Chan was testifying against decoration worker Yu Zulin, 53, who has denied three counts of criminal intimidation, criminal damage and possession of an offensive weapon.
District Court heard the two men first crossed paths in 2013, when Chan rejected Yu’s civil claim against four police officers for HK$660,000 (US$84,000) over injuries he purportedly suffered after an arrest operation in 2008.
Yu appealed against Chan’s judgment and successfully reopened his case in a retrial, but again failed in his claim.
The alleged offences in the present case took place at courtroom No 13 in the High Court on October 17 last year, after another High Court judge turned down Yu’s appeal.
A sound recording seized from Chan’s courtroom revealed that his slow and calm delivery of a judgment in English was suddenly interrupted by a cacophony of noise and overlapping voices.
A male voice interjected in Cantonese: “Wait.”
Another male voice responded with foul language in Mandarin: “Chan Ka-shun, do you think I can’t find you?

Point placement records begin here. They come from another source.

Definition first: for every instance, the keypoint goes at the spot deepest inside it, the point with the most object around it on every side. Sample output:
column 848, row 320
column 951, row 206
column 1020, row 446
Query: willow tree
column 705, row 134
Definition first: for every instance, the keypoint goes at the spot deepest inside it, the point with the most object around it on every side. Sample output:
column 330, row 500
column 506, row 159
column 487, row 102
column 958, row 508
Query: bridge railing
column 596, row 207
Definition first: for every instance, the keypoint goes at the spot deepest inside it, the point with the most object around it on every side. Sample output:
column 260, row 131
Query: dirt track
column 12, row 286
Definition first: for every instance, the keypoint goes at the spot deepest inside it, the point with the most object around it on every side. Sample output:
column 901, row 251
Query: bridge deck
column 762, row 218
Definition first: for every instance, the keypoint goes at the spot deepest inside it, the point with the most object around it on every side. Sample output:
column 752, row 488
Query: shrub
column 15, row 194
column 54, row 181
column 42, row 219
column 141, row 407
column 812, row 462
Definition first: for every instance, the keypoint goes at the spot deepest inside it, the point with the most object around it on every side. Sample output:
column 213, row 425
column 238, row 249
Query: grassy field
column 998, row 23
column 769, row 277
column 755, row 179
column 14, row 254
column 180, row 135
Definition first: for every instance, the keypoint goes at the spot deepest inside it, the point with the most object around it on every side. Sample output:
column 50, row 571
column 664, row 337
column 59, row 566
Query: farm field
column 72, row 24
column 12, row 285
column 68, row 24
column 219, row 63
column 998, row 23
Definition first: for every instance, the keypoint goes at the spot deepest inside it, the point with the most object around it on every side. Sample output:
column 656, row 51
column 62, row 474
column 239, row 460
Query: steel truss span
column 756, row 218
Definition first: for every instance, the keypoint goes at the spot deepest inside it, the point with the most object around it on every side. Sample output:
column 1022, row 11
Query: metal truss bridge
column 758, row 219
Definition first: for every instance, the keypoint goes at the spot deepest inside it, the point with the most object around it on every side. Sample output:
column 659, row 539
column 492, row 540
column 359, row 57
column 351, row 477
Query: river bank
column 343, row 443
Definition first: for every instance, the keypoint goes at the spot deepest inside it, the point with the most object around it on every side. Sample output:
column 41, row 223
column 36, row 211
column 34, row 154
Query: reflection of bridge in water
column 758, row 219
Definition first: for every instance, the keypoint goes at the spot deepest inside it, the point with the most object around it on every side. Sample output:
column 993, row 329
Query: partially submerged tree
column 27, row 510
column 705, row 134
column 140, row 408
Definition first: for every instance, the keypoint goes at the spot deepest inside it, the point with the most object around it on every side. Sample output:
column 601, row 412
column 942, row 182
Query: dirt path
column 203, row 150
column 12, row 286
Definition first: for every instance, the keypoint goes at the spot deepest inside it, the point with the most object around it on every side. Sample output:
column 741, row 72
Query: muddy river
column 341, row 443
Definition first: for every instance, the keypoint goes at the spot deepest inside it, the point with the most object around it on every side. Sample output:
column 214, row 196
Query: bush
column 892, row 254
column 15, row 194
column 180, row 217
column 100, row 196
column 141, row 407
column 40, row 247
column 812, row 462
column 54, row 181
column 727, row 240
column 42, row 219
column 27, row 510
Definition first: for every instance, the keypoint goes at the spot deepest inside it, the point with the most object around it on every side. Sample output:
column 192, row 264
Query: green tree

I’m going to chop you to death.”
Chan said there were only four people in his courtroom – himself, his clerk Danny Kwan Man-yu and two lawyers – when he began delivering judgment for a case of civil contempt of court.
He later noticed a dark-skinned man entering and settling into the empty public gallery.
But Chan did not pay attention to what the man was doing, the judge said, until he heard his clerk shout and saw the man walk towards his bench with a very angry face while shouting what he believed to be Mandarin with a strong accent.
“I saw my clerk run towards the staff passageway to leave,” Chan continued. “My first reaction was to leave the court and return to my chamber.”
Senior assistant director of public prosecutions Jonathan Man Tak-ho disclosed before opening his case against Yu that the decoration worker was seen brandishing a cleaver at another floor of the court building in what appeared to be a rehearsal, before he located Chan’s court and raised the blade above his head while standing just two to three metres away the judge.
The cleaver – measuring 12 inches long with a 7-inch blade – landed twice on Chan’s bench and left a 5cm cut, Man said.
Chan testified he did not see if Yu was holding anything at the time.
But Yu admitted he might have caused the damage, except that he was unsure about the extent, saying he had only “gently tapped” the table once or twice.
The defendant also confessed to scolding the judge for leaving the courtroom.
“With him gone, I can’t commit suicide,” he said while cross-examining Chan without a lawyer.
The court heard Yu then left the building a minute after the alleged incident, while the judge’s court resumed its hearing 15 minutes after.
On the same day, Yu turned himself in at Wan Chai police station, accompanied by Democratic Party lawmaker Lam Cheuk-ting.
Yu admitted under caution that he had felt aggrieved and angry with Chan’s “unjust” ruling after reading the latest judgment on his case. For this reason, he added, he brought the cleaver with a plan to commit suicide before the judge. But Yu admitted he had also threatened to kill Chan to “restore justice” after the judge left the courtroom with his clerk.
The six-day trial continues before deputy district judge Don So Man-lung.